Hyperspectral imaging uses many very narrow spectral bands
Essentially the sensors collect information as a set of frames, each of which represent a narrow wavelength range. The frames are combined to form a three-dimensional (x,y,λ) hyperspectral data cube, where x and y are two spatial dimensions for the image, and λ is the spectral dimension: i.e. the range of wavelengths present for each pixel, as a spectrometer collects wavelength information as well as relative intensity information for the different wavelengths detected.
Example of a hyperspectral cube
Hyperspectral imaging is used in diverse places from geology - the ability to narrowly identify minerals makes it ideal for the mining and oil industries – to historical manuscript research, such as the imaging of the Archimedes Palimpsest.
3D Imaging Techniques
These are generally looking to add depth or range of information and include:
Laser triangulation. Operates by projecting a laser beam on the target under measurement and a part of this beam is reflected via focusing optics onto a detector.
As the target shifts up or down from the reference distance the angle of incidence changes, so the beam moves on the detector providing spot height information. Moving across a surface allows you to map height changes.
Time of flight. Measures the time it takes for a laser photon to travel from a source to an object and back to the sensor. With that and some knowledge of wave propagation, you can determine the distance of the object from the source. This forms the basis of Lidar systems.

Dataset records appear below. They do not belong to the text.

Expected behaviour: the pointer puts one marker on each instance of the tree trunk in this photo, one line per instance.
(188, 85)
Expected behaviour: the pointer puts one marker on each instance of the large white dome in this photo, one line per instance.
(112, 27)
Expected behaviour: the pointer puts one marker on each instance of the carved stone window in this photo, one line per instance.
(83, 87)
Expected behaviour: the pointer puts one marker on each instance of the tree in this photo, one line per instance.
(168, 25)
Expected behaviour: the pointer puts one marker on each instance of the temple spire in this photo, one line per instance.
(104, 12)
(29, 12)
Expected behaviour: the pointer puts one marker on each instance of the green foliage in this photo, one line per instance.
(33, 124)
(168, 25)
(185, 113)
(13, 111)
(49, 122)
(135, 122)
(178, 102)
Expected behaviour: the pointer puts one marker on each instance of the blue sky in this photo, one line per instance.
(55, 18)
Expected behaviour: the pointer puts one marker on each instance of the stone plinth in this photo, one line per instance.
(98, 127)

Time-Of-Flight sensor operation
This tech is used in a wide range of applications from enhancing the quality of photos from smartphone cameras to robotic assembly lines (guiding arms for part manipulation) and driver assist to mobile robot or vehicle navigation using SLAM (simultaneous localization and mapping) and even building occupancy measurement.
Structured Light. An image composed of a known structured pattern, like a line or point grid, is projected on the object. The pattern is observed by a camera as it is projected onto the figure and will appear deformed due to the geometry of the object. Analysing the deformation of the pattern makes it possible to reconstruct a 3d model of the surface.
Structured light methodology
A great example is Apple’s Face ID, where a dot projector flashes thousands of infrared dots out which are read by an infrared camera. The dot readings are used to build a depth map as more distant dots will appear smaller and closer dots will appear larger.
Face recognition with structured light
Your old Xbox Kinect also used structured light compute a depth map and then infer player body position using machine learning.
Stereoscopic Imaging. Most stereoscopic imaging platforms use two cameras at different angles, delivering a slightly different image to each camera. The difference is called parallax. Image processing software identifies common features in both images - some algorithms attempt to match each pixel with its corresponding pixel from the other image - and extracts distance information through triangulation.
This is, of course, how our eyes perceive depth but one downside to this method can be impaired performance when a scene lacks features: a flat, smooth surface like a wall. However, there are a wide variety of applications from satellite terrain mapping to medical imaging.
Machine vision is an exciting and ever-expanding area of engineering. I hope our little meander through some of its vagaries may inspire some of the new generation of engineers to take on the challenge and help bring it to even more application areas in the coming years.